# Chamois vs. Flannel



## ButchHusy (Dec 2, 2005)

Can someone please explain the difference in material between a chamois shirt and a flannel shirt? Thanks.


----------



## cglex (Oct 23, 2006)

Chamois shirts sell for more, are usually solid in color and are sometimes thicker than shirts labeled as flannel. I suspect at the end of the packing line somewhere in asia, boxes labeled flannel go to low end stores that sell to construction workers and boxes labeled chamois, go to high end stores. Same shirt in many cases.


----------



## rojo (Apr 29, 2004)

I have the Holiday 2007 L.L. Bean catalogue right here. Let's see what it says.

"Bean's Chamois Cloth Shirt" is on pp. 12-13. It is "Made with Premium Portuguese Flannel" with a "remarkable resemblance to high-grade chamois leather." It's a 7.5 oz fabric. On the next page is the "Scotch Plaid Flannel Shirt," which is made from "high-quality Portuguese cotton." Weight of the fabric is not given, although it looks lighter than the chamois shirt.

_Ergo_ chamois cloth is a particularly heavy variety of cotton flannel.


----------



## jackmccullough (May 10, 2006)

I've had lightweight and heavyweight chamois cloth shirts. I think the defining characteristic of chamois cloth is some process that makes the texture similar to the texture of real chamois.


----------



## Naval Gent (May 12, 2007)

Chamois from LL Bean and Woolrich (which I have experience with) are more substantial that what I usually think of flannel shirts.
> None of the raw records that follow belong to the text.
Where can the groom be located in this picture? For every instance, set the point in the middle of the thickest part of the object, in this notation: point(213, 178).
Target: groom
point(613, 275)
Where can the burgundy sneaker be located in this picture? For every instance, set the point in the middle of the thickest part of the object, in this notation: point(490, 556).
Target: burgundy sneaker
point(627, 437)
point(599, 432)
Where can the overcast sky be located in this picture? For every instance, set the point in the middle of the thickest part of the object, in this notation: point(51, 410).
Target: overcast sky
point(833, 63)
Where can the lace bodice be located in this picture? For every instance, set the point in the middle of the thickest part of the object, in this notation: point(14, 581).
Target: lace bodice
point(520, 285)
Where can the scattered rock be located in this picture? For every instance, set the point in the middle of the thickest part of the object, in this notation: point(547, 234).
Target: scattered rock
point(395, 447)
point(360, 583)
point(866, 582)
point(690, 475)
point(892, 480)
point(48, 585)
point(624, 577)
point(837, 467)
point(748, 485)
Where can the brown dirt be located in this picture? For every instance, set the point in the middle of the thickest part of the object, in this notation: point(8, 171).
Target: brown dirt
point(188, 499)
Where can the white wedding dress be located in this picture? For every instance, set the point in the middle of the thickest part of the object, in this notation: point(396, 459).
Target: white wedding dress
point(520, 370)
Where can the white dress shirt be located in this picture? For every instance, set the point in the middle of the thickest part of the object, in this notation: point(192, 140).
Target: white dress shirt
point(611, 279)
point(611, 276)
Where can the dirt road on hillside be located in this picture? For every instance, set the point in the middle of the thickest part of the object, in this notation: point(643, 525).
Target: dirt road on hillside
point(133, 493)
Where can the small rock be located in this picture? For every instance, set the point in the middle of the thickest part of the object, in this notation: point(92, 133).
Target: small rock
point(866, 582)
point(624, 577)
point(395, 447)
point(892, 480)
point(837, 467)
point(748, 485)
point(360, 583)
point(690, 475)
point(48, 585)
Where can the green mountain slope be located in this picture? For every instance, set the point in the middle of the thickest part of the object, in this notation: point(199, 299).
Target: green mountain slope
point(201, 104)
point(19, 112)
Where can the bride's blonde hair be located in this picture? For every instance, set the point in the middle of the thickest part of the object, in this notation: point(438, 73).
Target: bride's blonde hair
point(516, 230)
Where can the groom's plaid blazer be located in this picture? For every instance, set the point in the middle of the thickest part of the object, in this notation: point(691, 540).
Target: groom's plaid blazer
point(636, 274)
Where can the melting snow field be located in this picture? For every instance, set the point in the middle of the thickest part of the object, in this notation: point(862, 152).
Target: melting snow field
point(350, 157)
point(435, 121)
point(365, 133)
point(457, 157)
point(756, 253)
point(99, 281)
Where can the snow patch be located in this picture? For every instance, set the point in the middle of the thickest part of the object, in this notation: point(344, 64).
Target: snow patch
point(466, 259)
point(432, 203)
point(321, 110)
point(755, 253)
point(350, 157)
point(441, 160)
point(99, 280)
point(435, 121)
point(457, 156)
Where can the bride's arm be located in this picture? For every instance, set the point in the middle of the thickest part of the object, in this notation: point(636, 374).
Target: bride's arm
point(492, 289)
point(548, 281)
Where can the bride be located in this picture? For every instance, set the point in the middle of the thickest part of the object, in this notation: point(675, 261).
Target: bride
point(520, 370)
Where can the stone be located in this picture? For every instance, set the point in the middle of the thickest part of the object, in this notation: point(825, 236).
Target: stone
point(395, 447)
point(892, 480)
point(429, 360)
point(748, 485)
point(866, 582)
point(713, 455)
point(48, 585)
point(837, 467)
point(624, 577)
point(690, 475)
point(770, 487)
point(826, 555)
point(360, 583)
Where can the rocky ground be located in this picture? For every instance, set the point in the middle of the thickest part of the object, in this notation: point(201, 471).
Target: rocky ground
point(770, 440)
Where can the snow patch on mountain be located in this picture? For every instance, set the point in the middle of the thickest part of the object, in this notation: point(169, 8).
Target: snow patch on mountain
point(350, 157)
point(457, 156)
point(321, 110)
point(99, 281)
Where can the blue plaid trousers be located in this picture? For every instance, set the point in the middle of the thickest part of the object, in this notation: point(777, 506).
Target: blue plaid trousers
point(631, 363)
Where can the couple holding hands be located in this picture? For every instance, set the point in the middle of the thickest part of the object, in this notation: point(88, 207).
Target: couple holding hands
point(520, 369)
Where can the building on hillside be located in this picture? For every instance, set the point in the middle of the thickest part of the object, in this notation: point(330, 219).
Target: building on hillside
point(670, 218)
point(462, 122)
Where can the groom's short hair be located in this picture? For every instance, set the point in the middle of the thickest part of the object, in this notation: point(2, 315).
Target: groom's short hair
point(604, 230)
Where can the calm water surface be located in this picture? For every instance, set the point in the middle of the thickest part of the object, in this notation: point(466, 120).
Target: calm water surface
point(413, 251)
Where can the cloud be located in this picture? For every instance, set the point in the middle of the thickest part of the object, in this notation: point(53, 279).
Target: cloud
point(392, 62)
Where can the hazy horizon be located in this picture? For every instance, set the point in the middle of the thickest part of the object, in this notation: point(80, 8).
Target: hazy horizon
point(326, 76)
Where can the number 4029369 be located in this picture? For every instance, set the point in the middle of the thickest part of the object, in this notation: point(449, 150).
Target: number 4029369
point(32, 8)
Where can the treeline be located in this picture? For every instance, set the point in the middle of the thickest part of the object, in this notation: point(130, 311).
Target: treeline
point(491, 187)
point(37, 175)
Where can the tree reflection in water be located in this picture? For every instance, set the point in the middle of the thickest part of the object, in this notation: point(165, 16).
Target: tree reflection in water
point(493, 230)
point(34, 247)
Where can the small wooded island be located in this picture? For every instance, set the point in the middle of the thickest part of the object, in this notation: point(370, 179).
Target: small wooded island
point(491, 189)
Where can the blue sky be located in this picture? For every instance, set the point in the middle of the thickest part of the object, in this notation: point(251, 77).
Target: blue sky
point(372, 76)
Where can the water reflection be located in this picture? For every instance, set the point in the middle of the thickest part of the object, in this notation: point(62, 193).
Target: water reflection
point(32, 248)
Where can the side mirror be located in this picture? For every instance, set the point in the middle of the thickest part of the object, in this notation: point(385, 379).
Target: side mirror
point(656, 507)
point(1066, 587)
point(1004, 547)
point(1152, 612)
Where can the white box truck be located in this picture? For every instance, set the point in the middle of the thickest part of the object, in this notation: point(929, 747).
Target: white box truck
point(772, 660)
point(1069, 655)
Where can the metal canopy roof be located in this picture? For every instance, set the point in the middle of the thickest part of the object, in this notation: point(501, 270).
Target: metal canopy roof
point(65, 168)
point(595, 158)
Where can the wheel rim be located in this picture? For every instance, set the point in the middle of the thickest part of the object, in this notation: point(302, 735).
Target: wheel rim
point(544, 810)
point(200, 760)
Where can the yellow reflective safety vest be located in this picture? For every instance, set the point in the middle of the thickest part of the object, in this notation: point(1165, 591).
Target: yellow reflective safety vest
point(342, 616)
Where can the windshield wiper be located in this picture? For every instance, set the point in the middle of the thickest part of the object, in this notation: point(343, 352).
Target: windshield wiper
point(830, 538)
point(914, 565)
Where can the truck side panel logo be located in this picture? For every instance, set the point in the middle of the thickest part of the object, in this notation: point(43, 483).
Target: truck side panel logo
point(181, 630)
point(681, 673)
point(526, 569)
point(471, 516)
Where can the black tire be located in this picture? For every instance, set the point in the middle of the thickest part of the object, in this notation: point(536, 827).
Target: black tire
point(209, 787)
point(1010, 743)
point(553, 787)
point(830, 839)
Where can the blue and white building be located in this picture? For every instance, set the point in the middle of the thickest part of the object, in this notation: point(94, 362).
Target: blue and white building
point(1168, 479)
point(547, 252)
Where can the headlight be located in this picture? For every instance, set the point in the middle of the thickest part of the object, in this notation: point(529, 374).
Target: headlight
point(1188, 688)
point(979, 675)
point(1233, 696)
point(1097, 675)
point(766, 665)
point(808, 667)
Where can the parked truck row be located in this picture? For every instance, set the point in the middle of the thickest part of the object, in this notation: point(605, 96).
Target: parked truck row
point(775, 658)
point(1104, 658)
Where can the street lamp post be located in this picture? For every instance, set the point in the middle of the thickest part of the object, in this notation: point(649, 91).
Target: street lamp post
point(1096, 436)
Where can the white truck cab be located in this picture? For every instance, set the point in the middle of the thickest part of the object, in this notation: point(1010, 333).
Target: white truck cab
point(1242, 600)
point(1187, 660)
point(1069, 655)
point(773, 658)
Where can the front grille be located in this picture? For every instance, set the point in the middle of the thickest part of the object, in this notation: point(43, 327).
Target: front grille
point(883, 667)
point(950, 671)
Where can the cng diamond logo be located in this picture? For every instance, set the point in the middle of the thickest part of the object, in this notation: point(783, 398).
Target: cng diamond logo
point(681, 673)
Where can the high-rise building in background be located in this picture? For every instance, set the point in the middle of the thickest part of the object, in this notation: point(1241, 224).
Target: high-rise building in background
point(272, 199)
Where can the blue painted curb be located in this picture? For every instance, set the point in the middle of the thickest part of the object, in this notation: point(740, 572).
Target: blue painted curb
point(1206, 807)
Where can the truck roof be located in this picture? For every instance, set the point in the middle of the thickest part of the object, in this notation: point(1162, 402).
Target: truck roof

Kind of like the difference in a Brooks Brothers OCBD and something from the Dollar Store. Chamois are usually solids, and the ones I mentioned are very well made. I'm wearing a LL Bean Chamois as I type this.

Hang up to dry. They will shrink

Scott


----------



## katon (Dec 25, 2006)

In theory, chamois is a type of suede and flannel is a napped wool, but in practice (barring legal restrictions) shirts labeled "chamois" or "flannel" are both imitations made out of cotton.


----------